Anforderungen an MiLoG vereinfacht

Source: startupstockphotos.com

Das BMAS will die Dokumentationspflichten lockern und die Auftraggeberhaftung klarstellen. Diese und andere Verbesserungen bei der Umsetzung des MiLoG kündigte Bundesarbeitsministerin Andrea Nahles am 30.6.2015 an.

Die Mindestlohndokumentationspflichtenverordnung begrenzte bisher die Pflicht (§ 17 MiLoG) zur Erfassung der Arbeitszeit bei Minijobs außerhalb von Privathaushalten und die im Schwarzarbeitsbekämpfungsgesetz genannten Branchen bisher auf Einkommen bis zu 2958 Euro brutto monatlich. Bei Arbeitsverhältnissen mit längerem Bestand, bei denen das regelmäßig gezahlte Arbeitsentgelt stets oberhalb der Mindestlohnschwelle von 8,50 Euro liegt, soll die Arbeitszeitaufzeichnungspflicht bereits bei einem Verdienst von mehr als 2.000 Euro brutto entfallen, wenn der Arbeitgeber das sich hieraus ergebende Nettoentgelt jeweils für die letzten tatsächlich abgerechneten zwölf Monate regelmäßig ausgezahlt hat.
Bei der Beschäftigung von Ehegatten, eingetragenen Lebenspartnern, Kindern und Eltern des Arbeitgebers sind Aufzeichnungspflichten ebenfalls verzichtbar.
Die Überstundendokumentation nach dem ArbZG soll nicht mehr der Zoll, sondern ausschließlich die zuständigen Behörden überprüfen.
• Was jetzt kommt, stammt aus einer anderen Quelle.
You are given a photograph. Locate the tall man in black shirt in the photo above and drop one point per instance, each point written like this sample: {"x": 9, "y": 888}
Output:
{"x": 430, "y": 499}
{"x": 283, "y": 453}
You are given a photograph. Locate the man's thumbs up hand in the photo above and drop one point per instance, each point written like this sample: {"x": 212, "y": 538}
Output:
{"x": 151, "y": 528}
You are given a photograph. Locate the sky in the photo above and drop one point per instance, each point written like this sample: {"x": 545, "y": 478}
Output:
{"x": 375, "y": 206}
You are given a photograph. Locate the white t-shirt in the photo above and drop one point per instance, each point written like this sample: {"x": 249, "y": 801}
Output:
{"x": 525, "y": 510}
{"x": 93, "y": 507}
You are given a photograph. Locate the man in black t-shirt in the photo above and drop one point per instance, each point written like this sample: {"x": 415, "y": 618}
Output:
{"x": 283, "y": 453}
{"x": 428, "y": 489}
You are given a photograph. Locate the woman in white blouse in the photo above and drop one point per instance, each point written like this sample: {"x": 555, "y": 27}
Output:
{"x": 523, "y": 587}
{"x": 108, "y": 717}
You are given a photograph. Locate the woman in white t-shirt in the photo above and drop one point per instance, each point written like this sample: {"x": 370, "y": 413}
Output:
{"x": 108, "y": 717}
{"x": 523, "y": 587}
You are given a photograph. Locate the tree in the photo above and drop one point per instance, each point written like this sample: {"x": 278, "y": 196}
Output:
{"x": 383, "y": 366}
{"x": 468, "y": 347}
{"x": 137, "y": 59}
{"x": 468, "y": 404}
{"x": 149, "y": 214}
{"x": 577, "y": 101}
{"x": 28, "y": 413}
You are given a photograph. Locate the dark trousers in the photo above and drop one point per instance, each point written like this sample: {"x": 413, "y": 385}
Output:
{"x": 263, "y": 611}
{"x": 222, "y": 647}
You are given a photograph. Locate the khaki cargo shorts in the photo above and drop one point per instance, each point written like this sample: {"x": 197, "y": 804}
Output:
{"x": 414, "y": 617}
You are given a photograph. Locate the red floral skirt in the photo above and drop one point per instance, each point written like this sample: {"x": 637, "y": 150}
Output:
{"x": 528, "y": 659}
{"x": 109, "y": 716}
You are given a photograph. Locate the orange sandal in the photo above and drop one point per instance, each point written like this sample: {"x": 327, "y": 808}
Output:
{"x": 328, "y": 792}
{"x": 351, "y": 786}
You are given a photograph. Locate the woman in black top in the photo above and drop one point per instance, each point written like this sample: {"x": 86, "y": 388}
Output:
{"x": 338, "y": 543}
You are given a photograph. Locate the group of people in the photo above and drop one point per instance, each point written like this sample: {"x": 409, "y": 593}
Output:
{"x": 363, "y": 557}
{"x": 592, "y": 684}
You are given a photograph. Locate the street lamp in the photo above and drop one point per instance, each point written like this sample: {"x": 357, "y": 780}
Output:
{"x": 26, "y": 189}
Die nach dem ArbZG bestehenden Verpflichtungen bleiben aber bestehen.

Auf Anregung des BMAS beschloss die Arbeits- und Sozialministerkonferenz (ASMK) der Länder am 16.4.2015 darüber hinaus folgende Ausnahmemöglichkeiten von der Höchstarbeitszeit von zehn Stunden gem. § 3 ArbZG: In der Schaustellerbranche können nun auf Antrag und bei Vorliegen der Voraussetzungen nach § 15 Abs. 1 Nr. 2 ArbZG Arbeitszeiten bis maximal zwölf Stunden genehmigt werden, da man insoweit von Saisonbetrieben ausgehen kann. Gleiches gilt für Landwirtschafts- und Hotel- sowie Gaststättenbetriebe – vorbehaltlich tariflicher Regelungen –, soweit sie im Einzelfall als Saisonbetriebe einzuordnen sind. Einen Ausgleich auf eine durchschnittliche wöchentliche Arbeitszeit von 48 Stunden können Unternehmen auch durch den Nachweis von beschäftigungslosen Zeiten oder Zeiten mit geringerer Beschäftigung erfüllen.
Außerdem soll für die Auftraggeberhaftung ein „eingeschränkter“ Unternehmerbegriff gelten, wie ihn das BAG für die zivilrechtliche Haftung im AEntG entwickelte. Dabei trägt ein Unternehmen nur die Verantwortung für beauftragte Unternehmen, wenn es eigene vertraglich übernommene Pflichten weitergibt.